FOUNDATIONS OF CURRICULUM
3a i). Analyze the complexities of the various foundations of curriculum
FOUNDATIONS OF CURRICULUM
This section provides studies on foundations of curriculum. The cordinal principle in foundations of curriculum is that in a democratic society such as Kenya, education should develop in an individual knowledge, attitudes, skills and powers whereby the individual would find his place in the society and be able to use the foundations to shape both himself and the society for noble ends.
You will find in this, statements of the aims of education with specific objectives based on a set of beliefs of society.
Objectives of Foundation of Curriculum
At the end of this perambulation on foundations of curriculum, you should be able to:
- Define major terminologies used in foundations of curriculum
- Name major foundations of curriculum in development
- Discuss how foundations of curriculum influence Kenyan’s decision-making and policy on education.
- Identify various ways in which foundations of curriculum are used in Kenya.
- Suggest ways and means of how to develop and utilize Kenyan’s resources in curriculum development
- Identify strengths and weakness of Kenya’s 8:4:4 system of education in line with foundations of curriculum.
Purposes of Foundations of Curriculum
According to Bishop (1985), the main purposes of foundations of curriculum are to:-
- Preserve Cultural Heritage
- Control Direction and Size of Education
- Assist in Designing Curriculum
- Use for Selecting Curriculum Aims, Goals and Objectives
- Use for Identify Curriculum Implementation Strategies
- Guide in the Development of Evaluation Instruments
- Used for identifying Innovation Needs
- Used for Cultivating Desired Attitudes, Knowledge and Skills
- Used in policy and Decision Making
Types of Foundations of Curriculum
Philosophical Foundation of Curriculum
- What is Philosophical Foundation of Curriculum?
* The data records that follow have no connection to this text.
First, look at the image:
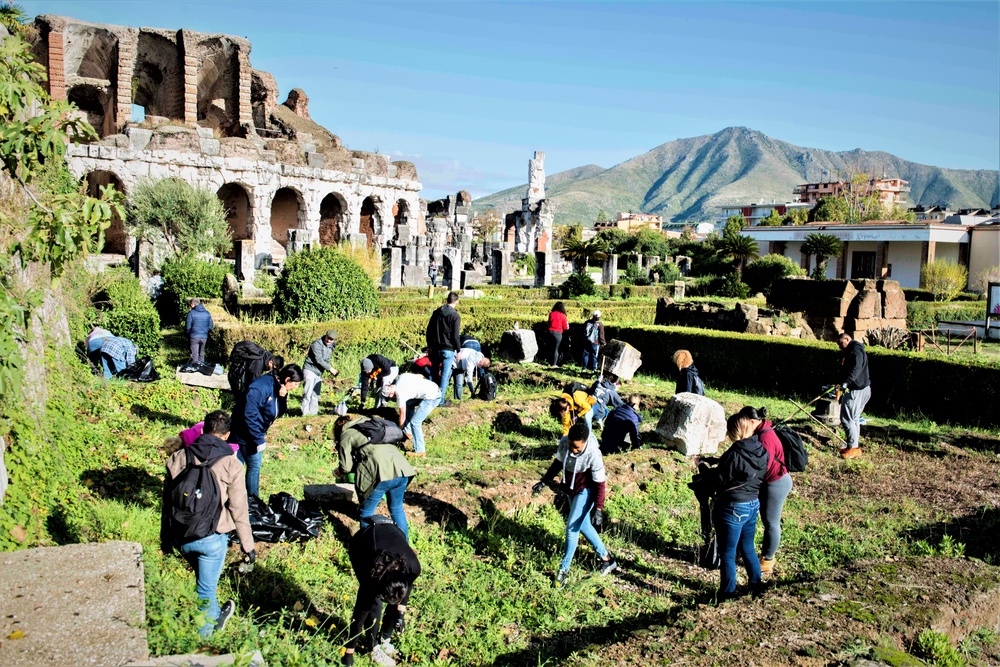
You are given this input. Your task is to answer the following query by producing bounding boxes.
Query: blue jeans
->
[180,533,229,637]
[358,477,410,542]
[403,398,438,452]
[712,499,760,596]
[431,350,455,405]
[583,340,600,371]
[236,447,264,498]
[559,486,608,572]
- How does this foundation influence curriculum practice?
- In what way is philosophical foundation of curriculum the main curriculum source?
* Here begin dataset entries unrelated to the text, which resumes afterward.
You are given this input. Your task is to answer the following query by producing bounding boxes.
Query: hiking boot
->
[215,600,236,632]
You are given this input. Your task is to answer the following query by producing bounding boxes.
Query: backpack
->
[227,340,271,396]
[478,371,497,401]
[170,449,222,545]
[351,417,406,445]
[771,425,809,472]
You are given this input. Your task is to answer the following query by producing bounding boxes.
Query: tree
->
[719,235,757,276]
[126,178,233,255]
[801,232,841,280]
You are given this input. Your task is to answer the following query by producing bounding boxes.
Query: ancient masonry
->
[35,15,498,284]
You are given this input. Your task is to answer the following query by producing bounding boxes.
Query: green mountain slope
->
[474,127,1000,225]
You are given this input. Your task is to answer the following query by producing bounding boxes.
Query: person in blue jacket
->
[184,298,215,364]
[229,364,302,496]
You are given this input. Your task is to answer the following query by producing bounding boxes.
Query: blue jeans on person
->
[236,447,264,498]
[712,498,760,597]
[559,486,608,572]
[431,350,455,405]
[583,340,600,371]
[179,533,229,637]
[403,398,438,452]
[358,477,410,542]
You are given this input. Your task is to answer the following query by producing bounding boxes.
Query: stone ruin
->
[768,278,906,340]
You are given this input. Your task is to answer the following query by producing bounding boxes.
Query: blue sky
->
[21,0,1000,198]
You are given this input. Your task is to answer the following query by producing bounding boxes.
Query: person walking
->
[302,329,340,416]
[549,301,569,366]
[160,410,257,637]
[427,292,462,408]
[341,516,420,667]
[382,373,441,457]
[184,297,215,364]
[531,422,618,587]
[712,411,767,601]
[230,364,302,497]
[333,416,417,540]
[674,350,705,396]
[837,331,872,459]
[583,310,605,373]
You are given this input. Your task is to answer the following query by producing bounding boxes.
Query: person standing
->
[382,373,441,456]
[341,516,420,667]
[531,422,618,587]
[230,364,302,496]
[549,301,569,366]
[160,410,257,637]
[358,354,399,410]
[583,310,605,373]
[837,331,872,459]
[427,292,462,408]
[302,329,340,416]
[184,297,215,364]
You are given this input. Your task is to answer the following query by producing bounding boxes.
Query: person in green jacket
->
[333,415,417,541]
- What is the meaning of the following terms as used in philosophical foundation of curriculum: Realism, Pragmatism, Idealism, Existentialism, Axiology, Perennialism, Essentialism, Progressivism and Reconstructionalism?
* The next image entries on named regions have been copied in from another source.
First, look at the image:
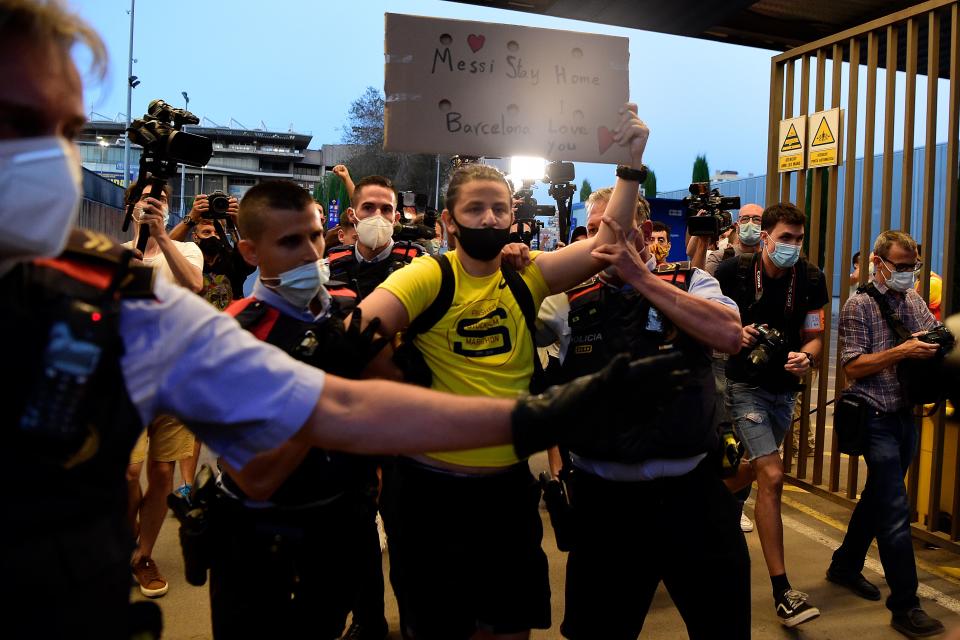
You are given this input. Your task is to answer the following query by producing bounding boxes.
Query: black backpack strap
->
[857,282,913,343]
[403,255,456,341]
[500,264,546,393]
How can schools promote the ideas of equality and Excellence at the same time?
Philosophical foundation of curriculum refers to the nature of man in respect to his policy to select, design and formulate objectives to develop and evaluate his objectives and evaluate his knowledge, attitudes and skills of man in decision making for situational, society’s and learning needs.
Man also derives his methods of presentation, expression, skills to develop and formation of desirable attitudes from philosophical foundation of curriculum.
Objectives of the lecture on philosophical foundation of curriculum are to:
- Identify major philosophies of education in ancient and modern periods
- Discuss how the major philosophies of education influence curriculum decision making
- Establish the fact that philosophical foundation of curriculum is the centre of all educational activities.
Decisions are made on: communities, societies and learner’s needs. Methods of presentation, skills to be developed and desirable attitudes to be formed, require correct decision making derived from philosophy and policy of a country.
Philosophy has entered into every sphere of decision making about curriculum and teaching. This view caters for approaches to:
- Formation of education purpose
- Selection of knowledge
- Organization of knowledge, attitudes and skills
- Formation of basic procedures in education and curriculum
- Selection of education resources such as personnel, materials and equipment
- Identification, selection and development of assessment instruments.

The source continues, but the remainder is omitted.